I'd considered moving into painting today, but I found I had space to sing, so recorded the vocals for 'More'. I'd planned for many layers initially, but these were gradually paired down, and in the end only a sole lead vocal was used. The rest of the day was spent adding those vocals and making a million tiny changes to the song, including adding the organ solo which was played live then quantised in MIDI, for the sake of two notes which were annoyingly out of place.
Then some more stabby organs in the main song (these are all sequenced, they're crude Korg samples), and finally a telephone effect and other little things. I'm thinking that it might be nice to have a phone conversation in here.
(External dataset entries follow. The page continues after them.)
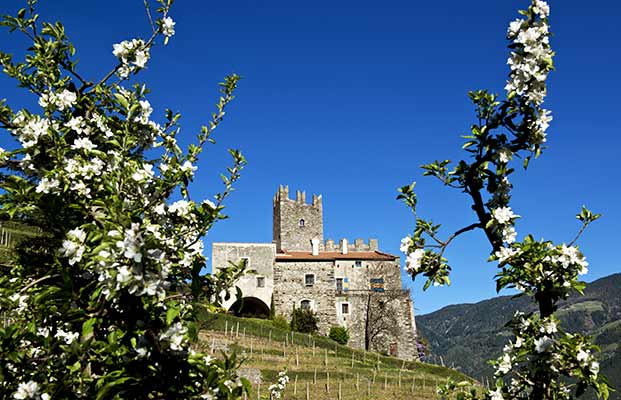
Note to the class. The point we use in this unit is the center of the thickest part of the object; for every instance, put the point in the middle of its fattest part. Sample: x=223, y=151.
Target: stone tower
x=295, y=223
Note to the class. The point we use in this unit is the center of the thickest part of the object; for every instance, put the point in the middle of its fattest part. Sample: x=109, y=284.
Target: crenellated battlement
x=356, y=245
x=300, y=197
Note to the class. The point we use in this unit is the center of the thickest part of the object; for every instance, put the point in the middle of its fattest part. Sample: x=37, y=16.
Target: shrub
x=304, y=321
x=280, y=322
x=339, y=334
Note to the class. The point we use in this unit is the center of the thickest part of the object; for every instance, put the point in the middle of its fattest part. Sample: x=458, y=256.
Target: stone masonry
x=346, y=284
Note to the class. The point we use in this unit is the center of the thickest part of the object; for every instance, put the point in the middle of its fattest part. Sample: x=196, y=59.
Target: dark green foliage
x=339, y=334
x=303, y=321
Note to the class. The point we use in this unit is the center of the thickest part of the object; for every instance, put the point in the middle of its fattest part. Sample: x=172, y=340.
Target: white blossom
x=181, y=207
x=594, y=367
x=21, y=300
x=503, y=215
x=505, y=253
x=187, y=167
x=73, y=247
x=542, y=344
x=66, y=336
x=168, y=27
x=175, y=335
x=405, y=244
x=509, y=234
x=30, y=132
x=571, y=256
x=83, y=143
x=132, y=54
x=47, y=185
x=504, y=155
x=496, y=394
x=542, y=8
x=61, y=101
x=505, y=364
x=414, y=260
x=145, y=111
x=27, y=390
x=210, y=204
x=583, y=357
x=143, y=174
x=132, y=243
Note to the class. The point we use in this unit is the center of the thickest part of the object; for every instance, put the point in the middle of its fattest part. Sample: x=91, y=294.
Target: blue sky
x=348, y=99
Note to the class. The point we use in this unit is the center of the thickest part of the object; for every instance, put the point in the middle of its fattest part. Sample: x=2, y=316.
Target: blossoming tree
x=99, y=305
x=542, y=362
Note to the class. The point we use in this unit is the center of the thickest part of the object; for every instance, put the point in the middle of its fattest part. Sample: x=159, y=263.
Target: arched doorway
x=250, y=307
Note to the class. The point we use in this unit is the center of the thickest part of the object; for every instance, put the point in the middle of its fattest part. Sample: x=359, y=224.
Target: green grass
x=269, y=350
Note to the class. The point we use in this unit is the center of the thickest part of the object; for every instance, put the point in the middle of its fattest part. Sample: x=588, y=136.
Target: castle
x=346, y=284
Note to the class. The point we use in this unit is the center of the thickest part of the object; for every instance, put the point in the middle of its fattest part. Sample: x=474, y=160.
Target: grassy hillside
x=317, y=364
x=467, y=335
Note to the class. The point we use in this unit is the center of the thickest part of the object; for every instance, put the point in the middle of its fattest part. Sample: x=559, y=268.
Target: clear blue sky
x=348, y=98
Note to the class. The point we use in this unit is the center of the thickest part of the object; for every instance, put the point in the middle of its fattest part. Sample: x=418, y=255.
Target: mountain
x=467, y=335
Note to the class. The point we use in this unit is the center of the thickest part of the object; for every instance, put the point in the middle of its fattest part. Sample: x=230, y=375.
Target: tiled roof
x=334, y=255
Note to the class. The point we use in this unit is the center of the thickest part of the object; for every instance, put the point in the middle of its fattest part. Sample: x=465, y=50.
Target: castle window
x=377, y=284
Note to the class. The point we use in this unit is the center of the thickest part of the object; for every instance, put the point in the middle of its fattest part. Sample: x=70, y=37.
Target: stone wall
x=290, y=290
x=260, y=264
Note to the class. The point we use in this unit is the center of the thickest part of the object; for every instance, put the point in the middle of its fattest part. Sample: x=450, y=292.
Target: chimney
x=315, y=243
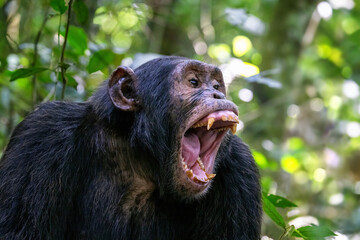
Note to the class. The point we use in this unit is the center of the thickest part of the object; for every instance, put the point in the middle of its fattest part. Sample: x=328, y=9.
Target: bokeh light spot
x=241, y=45
x=245, y=95
x=290, y=164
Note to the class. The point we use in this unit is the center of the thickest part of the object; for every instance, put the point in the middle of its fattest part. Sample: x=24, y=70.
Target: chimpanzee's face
x=199, y=95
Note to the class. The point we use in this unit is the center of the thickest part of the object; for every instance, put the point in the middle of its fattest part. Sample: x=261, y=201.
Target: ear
x=122, y=89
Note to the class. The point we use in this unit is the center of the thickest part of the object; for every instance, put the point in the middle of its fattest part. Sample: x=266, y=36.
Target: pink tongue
x=190, y=152
x=190, y=148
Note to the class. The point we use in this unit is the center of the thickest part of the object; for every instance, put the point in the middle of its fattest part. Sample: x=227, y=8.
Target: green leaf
x=77, y=39
x=313, y=232
x=289, y=231
x=59, y=6
x=281, y=202
x=100, y=59
x=26, y=72
x=271, y=211
x=81, y=11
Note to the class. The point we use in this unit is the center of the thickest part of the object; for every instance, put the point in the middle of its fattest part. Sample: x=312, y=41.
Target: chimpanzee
x=148, y=156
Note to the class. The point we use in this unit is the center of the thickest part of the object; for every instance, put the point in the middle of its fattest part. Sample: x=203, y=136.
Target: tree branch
x=34, y=62
x=64, y=66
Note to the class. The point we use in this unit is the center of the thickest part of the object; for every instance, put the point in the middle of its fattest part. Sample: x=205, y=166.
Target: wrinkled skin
x=113, y=167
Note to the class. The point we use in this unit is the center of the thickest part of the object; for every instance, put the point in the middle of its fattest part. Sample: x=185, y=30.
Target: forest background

I've re-listened to a few older songs today. Not too old, from Remembrance Service and The Golden Age; two, three years. Mike Drew said that The Golden Age was my best album, or at least his favourite of the ones he's heard, which are only the two since it. The Golden Age songs are the more rocky than the albums after that, and I can agree with him while appreciating the good songs on the other albums too. I remember how I was happy with Remembrance Service at the time, that it sounded good and produced well, but now it sounds in need of better mixing; too heavy in bass and the vocals too quiet. We Robot was the first album which to use the oh-so-useful spectrum analysis feature in Prometheus.
I can do better now. All of the albums since 2020 were experiments, intended to be re-mastered later. Only The Dusty Mirror has been redone so far. I can't wait to do the others, but making new work is more important than polishing old work.
My singing is certainly better today than ever before. How much better some of those old songs could be (though there's no way I'd mess with the expressive vocals on tracks like Be My Jesus). I must add more feeling to songs. Quality of production must not compromise emotion, but this tightrope is easily fallen off, especially today. Good art is an equal balance of order and chaos, no more, no less.
What next for art? Who can say. I must learn to slow down a little. I must roll my rock rather than push with all of my intense might and speed.